The tour helicopter went down on Thursday (local time) in one of the most rugged and remote coastlines in Hawaii on the island of Kauai, killing all six passengers on board and the pilot.

Among the dead are believed to be four members from the same family from Switzerland, their names have yet to be released as authorities wait for autopsies to confirm identifications. 

They have only identified as a 50-year-old woman, 49-year-old man, 13-year-old girl and 10-year old girl. 

Among the dead are Any Gannon, 47 and her daughter, Jocelyn Gannon. 13 (left) and pilot, Paul Matero, 69 (right). Source: Facebook

Wisconsin residents Any Gannon, 47 and her 13-year-old daughter, Jocelyn Gannon, have been identified by the Kauai Police Department as two of the bodies found at the wreckage of the crash site.

The pilot has been identified as Hawaii local, 69-year-old pilot, Paul Matero.

The helicopter company, identified as Safari Helicopters, contacted the Coast Guard about 6pm on Thursday (local time) to say the aircraft was about 30 minutes overdue.

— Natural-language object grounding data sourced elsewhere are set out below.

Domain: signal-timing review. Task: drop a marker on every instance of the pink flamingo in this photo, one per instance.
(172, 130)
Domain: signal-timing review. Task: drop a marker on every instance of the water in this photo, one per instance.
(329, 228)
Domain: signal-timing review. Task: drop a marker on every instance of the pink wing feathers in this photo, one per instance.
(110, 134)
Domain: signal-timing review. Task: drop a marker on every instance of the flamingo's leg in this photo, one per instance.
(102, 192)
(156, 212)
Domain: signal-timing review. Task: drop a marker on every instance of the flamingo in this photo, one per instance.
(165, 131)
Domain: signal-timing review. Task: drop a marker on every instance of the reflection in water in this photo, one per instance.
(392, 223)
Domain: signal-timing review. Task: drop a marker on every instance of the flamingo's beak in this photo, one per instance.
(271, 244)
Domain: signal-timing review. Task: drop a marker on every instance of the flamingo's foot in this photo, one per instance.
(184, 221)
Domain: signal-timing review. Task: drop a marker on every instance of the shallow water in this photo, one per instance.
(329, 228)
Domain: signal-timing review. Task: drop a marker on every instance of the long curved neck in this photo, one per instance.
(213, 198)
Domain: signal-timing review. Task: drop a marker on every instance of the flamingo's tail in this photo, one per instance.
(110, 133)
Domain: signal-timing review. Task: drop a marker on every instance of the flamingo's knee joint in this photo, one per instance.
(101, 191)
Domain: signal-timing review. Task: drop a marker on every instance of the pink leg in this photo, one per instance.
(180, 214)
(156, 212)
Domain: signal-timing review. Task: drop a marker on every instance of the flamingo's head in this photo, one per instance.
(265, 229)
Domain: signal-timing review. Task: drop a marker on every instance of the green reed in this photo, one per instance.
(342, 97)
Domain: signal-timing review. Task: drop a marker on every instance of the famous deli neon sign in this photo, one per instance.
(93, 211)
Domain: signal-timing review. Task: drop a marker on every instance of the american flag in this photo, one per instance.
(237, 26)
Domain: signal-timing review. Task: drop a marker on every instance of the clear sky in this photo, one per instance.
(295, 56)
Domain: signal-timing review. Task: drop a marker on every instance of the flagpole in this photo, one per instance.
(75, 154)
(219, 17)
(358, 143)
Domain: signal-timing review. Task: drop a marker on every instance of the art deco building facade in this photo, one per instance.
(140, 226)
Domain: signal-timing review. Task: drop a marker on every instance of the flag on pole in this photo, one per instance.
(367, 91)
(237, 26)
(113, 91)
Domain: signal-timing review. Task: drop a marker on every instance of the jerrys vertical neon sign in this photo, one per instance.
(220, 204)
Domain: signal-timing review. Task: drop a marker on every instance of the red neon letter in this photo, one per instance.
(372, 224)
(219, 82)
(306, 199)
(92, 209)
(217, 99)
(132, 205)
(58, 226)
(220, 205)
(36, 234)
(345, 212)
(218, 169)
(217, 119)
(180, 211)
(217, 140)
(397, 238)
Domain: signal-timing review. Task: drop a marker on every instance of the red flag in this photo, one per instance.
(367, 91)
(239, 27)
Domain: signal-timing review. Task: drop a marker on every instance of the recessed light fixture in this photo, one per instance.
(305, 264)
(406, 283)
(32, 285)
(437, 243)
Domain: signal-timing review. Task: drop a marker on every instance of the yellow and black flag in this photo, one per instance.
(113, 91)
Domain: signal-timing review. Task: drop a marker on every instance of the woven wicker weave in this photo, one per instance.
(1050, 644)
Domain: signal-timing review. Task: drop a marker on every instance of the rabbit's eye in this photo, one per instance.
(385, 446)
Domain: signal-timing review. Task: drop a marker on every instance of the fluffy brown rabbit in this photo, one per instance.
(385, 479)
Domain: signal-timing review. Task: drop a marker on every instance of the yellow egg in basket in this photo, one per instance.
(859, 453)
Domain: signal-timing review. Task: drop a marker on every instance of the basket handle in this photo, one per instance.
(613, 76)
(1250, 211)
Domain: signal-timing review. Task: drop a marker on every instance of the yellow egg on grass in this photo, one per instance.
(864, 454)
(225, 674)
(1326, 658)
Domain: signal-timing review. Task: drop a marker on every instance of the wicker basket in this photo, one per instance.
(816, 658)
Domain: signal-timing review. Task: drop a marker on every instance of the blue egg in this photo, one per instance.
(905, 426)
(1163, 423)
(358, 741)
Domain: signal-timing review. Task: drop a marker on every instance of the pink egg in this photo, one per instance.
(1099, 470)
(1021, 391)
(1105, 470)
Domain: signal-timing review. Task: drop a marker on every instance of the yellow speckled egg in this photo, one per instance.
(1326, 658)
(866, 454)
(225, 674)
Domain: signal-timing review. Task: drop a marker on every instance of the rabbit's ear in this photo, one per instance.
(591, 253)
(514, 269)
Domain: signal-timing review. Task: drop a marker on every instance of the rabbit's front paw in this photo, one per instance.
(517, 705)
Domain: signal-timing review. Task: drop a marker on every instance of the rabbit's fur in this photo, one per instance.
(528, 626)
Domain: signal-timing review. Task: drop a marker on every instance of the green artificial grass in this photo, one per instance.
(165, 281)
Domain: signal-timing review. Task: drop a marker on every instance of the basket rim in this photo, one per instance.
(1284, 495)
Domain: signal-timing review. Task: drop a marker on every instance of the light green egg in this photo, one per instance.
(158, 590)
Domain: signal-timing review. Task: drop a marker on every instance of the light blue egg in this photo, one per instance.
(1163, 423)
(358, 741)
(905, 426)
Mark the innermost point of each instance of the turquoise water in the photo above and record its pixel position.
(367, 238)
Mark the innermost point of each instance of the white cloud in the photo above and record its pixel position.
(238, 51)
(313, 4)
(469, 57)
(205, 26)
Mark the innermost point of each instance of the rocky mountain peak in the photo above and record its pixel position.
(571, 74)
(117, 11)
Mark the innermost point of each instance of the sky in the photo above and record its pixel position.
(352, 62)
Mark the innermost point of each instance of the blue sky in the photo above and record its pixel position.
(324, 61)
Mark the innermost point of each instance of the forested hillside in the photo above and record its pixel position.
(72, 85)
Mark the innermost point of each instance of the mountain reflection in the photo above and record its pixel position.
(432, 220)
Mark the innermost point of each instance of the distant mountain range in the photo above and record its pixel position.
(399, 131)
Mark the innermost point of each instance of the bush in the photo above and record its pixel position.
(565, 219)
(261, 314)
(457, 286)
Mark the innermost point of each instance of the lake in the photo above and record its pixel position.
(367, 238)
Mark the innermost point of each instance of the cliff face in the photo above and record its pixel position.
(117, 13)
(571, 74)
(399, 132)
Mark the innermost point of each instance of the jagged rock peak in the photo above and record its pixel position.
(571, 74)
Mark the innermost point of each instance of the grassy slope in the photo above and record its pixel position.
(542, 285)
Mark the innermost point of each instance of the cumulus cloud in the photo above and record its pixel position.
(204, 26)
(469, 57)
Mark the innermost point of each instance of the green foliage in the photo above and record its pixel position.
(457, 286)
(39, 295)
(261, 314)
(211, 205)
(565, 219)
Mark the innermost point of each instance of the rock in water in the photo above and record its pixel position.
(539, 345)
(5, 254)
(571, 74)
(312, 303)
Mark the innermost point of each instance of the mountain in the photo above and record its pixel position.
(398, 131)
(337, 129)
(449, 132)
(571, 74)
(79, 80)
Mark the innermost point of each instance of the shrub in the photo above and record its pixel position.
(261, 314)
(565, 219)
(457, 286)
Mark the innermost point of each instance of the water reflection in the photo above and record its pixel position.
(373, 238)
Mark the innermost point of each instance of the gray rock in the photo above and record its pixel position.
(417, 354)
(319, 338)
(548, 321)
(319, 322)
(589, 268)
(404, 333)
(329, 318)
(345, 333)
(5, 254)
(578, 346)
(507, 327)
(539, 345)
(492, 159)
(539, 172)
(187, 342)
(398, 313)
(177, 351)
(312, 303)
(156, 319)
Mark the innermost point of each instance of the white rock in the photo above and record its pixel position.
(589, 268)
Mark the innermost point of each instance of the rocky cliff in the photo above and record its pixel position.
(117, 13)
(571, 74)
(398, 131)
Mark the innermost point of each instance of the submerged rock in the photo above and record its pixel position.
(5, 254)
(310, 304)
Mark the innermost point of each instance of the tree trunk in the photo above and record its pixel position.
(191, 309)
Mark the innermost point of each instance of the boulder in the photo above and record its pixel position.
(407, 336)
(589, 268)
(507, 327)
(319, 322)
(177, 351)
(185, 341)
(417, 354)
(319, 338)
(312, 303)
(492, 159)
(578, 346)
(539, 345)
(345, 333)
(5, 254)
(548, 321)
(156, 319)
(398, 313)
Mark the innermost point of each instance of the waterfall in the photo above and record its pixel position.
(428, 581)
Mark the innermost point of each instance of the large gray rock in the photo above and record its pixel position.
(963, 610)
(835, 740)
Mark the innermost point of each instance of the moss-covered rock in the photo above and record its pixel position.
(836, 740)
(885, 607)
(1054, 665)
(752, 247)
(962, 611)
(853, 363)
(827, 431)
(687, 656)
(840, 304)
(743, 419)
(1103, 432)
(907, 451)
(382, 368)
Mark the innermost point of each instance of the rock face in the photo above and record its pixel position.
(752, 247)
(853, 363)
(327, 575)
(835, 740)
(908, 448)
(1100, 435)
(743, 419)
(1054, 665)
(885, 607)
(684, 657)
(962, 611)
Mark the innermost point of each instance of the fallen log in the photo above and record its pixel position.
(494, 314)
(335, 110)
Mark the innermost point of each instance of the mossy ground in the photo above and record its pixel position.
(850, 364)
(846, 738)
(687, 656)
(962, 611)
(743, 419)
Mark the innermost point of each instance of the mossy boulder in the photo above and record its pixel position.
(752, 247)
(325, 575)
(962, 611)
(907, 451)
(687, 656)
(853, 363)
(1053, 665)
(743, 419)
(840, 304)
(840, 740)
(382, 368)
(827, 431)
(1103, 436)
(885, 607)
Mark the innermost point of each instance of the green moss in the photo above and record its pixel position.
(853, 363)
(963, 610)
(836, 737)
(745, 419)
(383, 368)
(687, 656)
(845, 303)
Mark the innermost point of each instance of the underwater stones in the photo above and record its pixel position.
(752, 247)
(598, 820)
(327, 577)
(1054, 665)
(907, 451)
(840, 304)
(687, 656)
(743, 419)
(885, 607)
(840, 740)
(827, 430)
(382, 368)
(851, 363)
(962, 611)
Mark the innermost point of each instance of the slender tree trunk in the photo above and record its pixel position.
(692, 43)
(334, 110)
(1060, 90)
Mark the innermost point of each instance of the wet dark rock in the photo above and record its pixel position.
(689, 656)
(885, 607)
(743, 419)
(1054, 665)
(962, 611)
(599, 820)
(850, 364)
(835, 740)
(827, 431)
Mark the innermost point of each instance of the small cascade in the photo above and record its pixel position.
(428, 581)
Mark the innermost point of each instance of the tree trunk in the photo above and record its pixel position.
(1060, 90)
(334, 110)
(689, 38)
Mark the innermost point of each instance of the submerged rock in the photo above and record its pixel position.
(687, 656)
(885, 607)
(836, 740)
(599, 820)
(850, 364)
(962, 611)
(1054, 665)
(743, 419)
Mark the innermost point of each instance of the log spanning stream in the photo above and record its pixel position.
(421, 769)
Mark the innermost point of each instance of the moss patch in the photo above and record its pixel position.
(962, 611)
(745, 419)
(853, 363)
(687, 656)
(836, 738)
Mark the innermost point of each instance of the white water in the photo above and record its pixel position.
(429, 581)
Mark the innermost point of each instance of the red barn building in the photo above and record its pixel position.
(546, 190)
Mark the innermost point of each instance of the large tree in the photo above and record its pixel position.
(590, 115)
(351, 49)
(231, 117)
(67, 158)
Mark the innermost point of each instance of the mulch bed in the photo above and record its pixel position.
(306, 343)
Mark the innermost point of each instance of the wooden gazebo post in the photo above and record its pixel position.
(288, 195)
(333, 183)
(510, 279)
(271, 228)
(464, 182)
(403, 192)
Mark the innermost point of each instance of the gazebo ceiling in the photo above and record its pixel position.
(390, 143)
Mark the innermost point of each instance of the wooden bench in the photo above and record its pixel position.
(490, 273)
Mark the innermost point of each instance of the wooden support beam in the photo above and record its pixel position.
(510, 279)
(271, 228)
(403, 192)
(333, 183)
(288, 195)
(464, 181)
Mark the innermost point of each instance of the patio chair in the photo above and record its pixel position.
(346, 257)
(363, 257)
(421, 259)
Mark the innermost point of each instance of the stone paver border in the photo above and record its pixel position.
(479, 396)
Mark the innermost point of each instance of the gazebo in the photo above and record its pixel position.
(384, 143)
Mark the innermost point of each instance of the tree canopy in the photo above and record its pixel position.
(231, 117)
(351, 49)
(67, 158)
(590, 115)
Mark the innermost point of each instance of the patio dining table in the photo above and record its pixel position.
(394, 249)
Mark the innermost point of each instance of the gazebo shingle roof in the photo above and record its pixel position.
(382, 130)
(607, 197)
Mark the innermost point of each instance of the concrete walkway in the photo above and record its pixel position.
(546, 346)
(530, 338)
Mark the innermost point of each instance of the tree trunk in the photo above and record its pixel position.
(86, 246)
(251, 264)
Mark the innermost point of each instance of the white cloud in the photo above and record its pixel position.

The U.S. Coast Guard searches along the Na Pali Coast on the Hawaiian island of Kauai the day after a tour helicopter crashed. Source: AP

According to a preliminary report, the pilot said the tour was leaving the Waimea Canyon area, known as the "Grand Canyon of the Pacific", about 4.40pm, which was the last contact with the helicopter, Kauai police said.

The Eurocopter AS350 has an emergency electronic locator transmitter but no signals were received.

The locator devices are designed to activate when an aircraft crashes, Federal Aviation Administration spokesman Ian Gregor said in an email.

He said the agency is looking at the company's safety record but likely won't have a full report until Monday.

It's investigating along with the National Transportation Safety Board.